My latest Sony TV, purchased before the news of the rootkit fiasco, came with a printed version of the GPL and a link to the source of software used. Philips fought the inclusion of Digital Restrictions Mania in CD recorder drives. IBM spent a billion dollars advertising a free product and who knows how much in their continued fight with SCO.

Any catalog of their faults should also include a list of their actions which are praiseworthy.

What's wrong with this picture?

Posted Dec 7, 2005 23:11 UTC (Wed) by BrucePerens (guest, #2510) [Link]

Yes, all big companies have a multiple-personality disorder. But it's not at all clear which face we're seeing now, and whatever one is working for software patent legislation in the EU will without a doubt use this effort to assure legislators that the problem that software patents present to Open Source is "taken care of".

Bruce

What's wrong with this picture?

Posted Dec 8, 2005 16:28 UTC (Thu) by Los__D (guest, #15263) [Link]

Sony also supported Linux on the PS2, btw

What's wrong with this picture?

Posted Dec 8, 2005 1:04 UTC (Thu) by lilo (guest, #661) [Link]

These companies aren't interested in Open Source. They want to win the battle for software patenting. And they will use OIN to justify to European legislators that the software patent problem has been "solved" for Open Source.

Clearly nothing is solved on a permanent basis. As Pamela said, this is not a long-term solution. Whatever its motivations, any public stock company, be it a SCO or a Philips or an IBM, is only one board change, or one management change, away from a complete change in its business ethics and goals. That having been said, this is still a good thing. The only thing better than protecting against patent abuse is changing patent law and it's hard to see anyone abandoning those efforts based on a temporary solution, however well-crafted.

Correction: Open Innovation should be Open Invention

Posted Dec 7, 2005 22:04 UTC (Wed) by grouch (guest, #27289) [Link]

The first statement in the article needs a correction.

Correction: Open Innovation should be Open Invention

Posted Dec 7, 2005 22:21 UTC (Wed) by NightMonkey (subscriber, #23051) [Link]

I concur. It is incorrect. Is there an Editor in the house?

Correction: Open Innovation should be Open Invention

Posted Dec 7, 2005 22:26 UTC (Wed) by corbet (editor, #1) [Link]

Fixed now.

Correction: Open Innovation should be Open Invention

Posted Dec 7, 2005 23:36 UTC (Wed) by grouch (guest, #27289) [Link]

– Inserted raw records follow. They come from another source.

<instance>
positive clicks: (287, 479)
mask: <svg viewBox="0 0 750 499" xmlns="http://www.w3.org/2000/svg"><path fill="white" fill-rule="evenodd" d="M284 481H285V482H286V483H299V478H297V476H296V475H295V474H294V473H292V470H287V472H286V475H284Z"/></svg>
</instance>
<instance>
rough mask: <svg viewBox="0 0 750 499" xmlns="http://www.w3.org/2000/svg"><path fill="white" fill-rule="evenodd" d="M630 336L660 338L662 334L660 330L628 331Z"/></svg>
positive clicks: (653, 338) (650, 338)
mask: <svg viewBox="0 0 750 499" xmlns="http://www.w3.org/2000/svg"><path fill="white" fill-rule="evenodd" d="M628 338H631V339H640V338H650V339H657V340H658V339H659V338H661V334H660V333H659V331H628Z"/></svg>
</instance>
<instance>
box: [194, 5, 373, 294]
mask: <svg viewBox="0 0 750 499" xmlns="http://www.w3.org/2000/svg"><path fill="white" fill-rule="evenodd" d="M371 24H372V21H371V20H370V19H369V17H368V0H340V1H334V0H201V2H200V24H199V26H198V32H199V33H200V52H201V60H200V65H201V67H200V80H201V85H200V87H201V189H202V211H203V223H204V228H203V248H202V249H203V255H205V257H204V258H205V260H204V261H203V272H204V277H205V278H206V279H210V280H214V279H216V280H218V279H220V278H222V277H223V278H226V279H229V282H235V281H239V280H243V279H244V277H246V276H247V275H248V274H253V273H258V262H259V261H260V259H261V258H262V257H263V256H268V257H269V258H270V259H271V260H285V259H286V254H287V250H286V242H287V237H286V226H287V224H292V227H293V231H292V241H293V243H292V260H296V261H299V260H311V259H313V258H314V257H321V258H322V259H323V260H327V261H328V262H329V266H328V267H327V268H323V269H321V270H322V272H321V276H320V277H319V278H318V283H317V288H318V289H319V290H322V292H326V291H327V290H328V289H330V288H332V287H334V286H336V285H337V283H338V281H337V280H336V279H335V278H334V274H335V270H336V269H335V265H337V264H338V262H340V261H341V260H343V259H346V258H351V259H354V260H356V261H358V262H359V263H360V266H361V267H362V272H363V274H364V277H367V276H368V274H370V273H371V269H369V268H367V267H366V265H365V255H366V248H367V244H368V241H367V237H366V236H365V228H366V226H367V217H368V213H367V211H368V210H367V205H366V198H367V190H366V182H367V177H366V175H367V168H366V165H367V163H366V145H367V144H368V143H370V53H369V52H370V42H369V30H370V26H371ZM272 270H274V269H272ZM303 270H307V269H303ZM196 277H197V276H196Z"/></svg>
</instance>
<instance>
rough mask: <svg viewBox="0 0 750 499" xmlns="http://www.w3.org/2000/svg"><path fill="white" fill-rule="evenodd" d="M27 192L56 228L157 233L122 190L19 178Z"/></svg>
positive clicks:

O Great Editor with the Mighty Erasor, wilst thou apply same upon this very thread, which now serveth no purpose?

(Nice work. Thanks!)

Correction: Open Innovation should be Open Invention

Posted Dec 9, 2005 11:54 UTC (Fri) by Duncan (guest, #6647) [Link]

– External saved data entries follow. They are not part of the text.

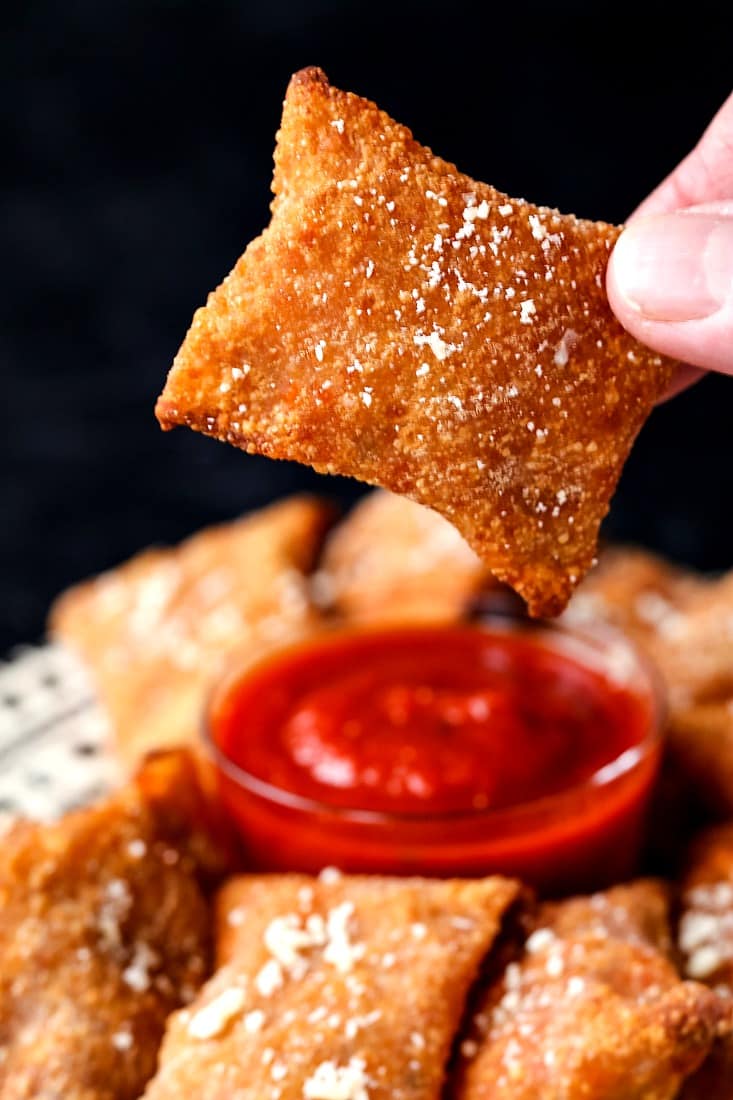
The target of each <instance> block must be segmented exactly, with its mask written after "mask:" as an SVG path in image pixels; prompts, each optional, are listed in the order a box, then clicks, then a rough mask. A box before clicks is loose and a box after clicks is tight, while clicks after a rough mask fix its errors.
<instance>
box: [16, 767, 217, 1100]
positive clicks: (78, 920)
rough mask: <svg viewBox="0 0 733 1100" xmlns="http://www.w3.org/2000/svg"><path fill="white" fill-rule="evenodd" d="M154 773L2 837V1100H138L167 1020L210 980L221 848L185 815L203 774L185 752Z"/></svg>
mask: <svg viewBox="0 0 733 1100" xmlns="http://www.w3.org/2000/svg"><path fill="white" fill-rule="evenodd" d="M151 767H152V769H153V771H154V772H155V774H151V773H149V774H147V775H145V777H143V778H142V784H134V785H131V787H129V788H127V789H124V790H123V791H121V792H120V793H118V794H114V795H112V796H111V798H110V799H108V800H107V801H106V802H102V803H100V804H98V805H97V806H92V807H91V809H85V810H79V811H77V812H75V813H72V814H69V815H67V816H66V817H64V818H63V820H62V821H61V822H58V823H57V824H53V825H37V824H31V823H29V822H21V823H17V824H15V825H13V826H12V827H11V828H10V831H9V832H8V833H6V834H4V835H3V838H2V851H1V853H0V1096H1V1097H3V1100H4V1098H8V1100H10V1098H15V1097H18V1098H21V1097H64V1098H65V1100H136V1098H138V1097H139V1096H140V1093H141V1091H142V1089H143V1087H144V1085H145V1081H146V1080H147V1078H149V1077H151V1076H152V1074H153V1071H154V1069H155V1062H156V1057H157V1049H158V1045H160V1042H161V1036H162V1034H163V1029H164V1025H165V1020H166V1018H167V1015H168V1014H169V1013H171V1012H172V1011H173V1010H174V1009H176V1008H178V1005H180V1004H182V1003H185V1002H186V1001H188V1000H190V999H192V998H193V997H194V994H195V993H196V990H197V989H198V987H199V985H200V983H201V982H203V981H204V979H205V978H206V977H207V975H208V969H209V965H210V938H211V936H210V925H211V920H210V913H209V906H208V904H207V901H206V899H205V895H204V893H203V890H201V887H200V886H199V877H200V872H201V871H203V870H207V869H209V870H210V869H211V868H212V867H214V865H212V864H210V862H209V855H208V854H209V853H210V850H211V849H210V848H209V840H208V839H207V838H205V836H204V833H201V834H200V835H198V836H197V835H195V829H194V828H192V827H190V826H185V825H184V823H183V821H182V813H183V807H184V806H187V807H189V809H190V807H193V806H194V805H195V803H196V800H197V798H198V795H197V794H196V792H194V791H193V790H189V789H188V784H190V783H193V775H194V773H193V772H192V771H190V768H189V766H187V764H186V762H185V761H182V760H175V759H174V760H167V761H165V762H157V763H155V764H152V766H151ZM163 780H164V781H165V789H164V787H163V785H162V781H163ZM146 785H150V790H151V793H150V796H149V795H147V794H146V793H145V787H146ZM197 827H198V826H197ZM201 858H203V862H201V861H200V859H201Z"/></svg>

From past comments, I don't believe Corbet normally erases threads, the
exception being where someone may have posted libelous or other content
subject to a legitimate legal takedown order. Threads such as this, the
argument goes (and I concur), provide historical perspective and
documentation on mistakes that were made, and their eventual fix. Even
after correction, evidence of the correction, and why it was made, should
remain.

This would also be inline with accepted journalistic standards -- Slate,
which I began reading after MS sold it to the WP, for instance, footnotes
corrections, with a pointer from the corrected paragraph to the footnote,
and from there, back to the correction, so the historical correction
thread is maintained, even on something like a web page. Maintaining
such, IMO, is a mark of journalistic integrity, one I, as a subscriber,
would be disappointed in LWN over, should the thread be removed.

Duncan

Correction: Open Innovation should be Open Invention

Posted Dec 9, 2005 16:21 UTC (Fri) by giraffedata (subscriber, #1954) [Link]

I think it would be great if the comment submission page would simply contain an admonition not to use it to report errors. (Those of us who read the comments a lot know that LWN prefers to get those as emails). But that's been mentioned before, and if there's no time to update the web site in that way, I suppose there's no time to add a function to redact comments, or if it already exists, to use it.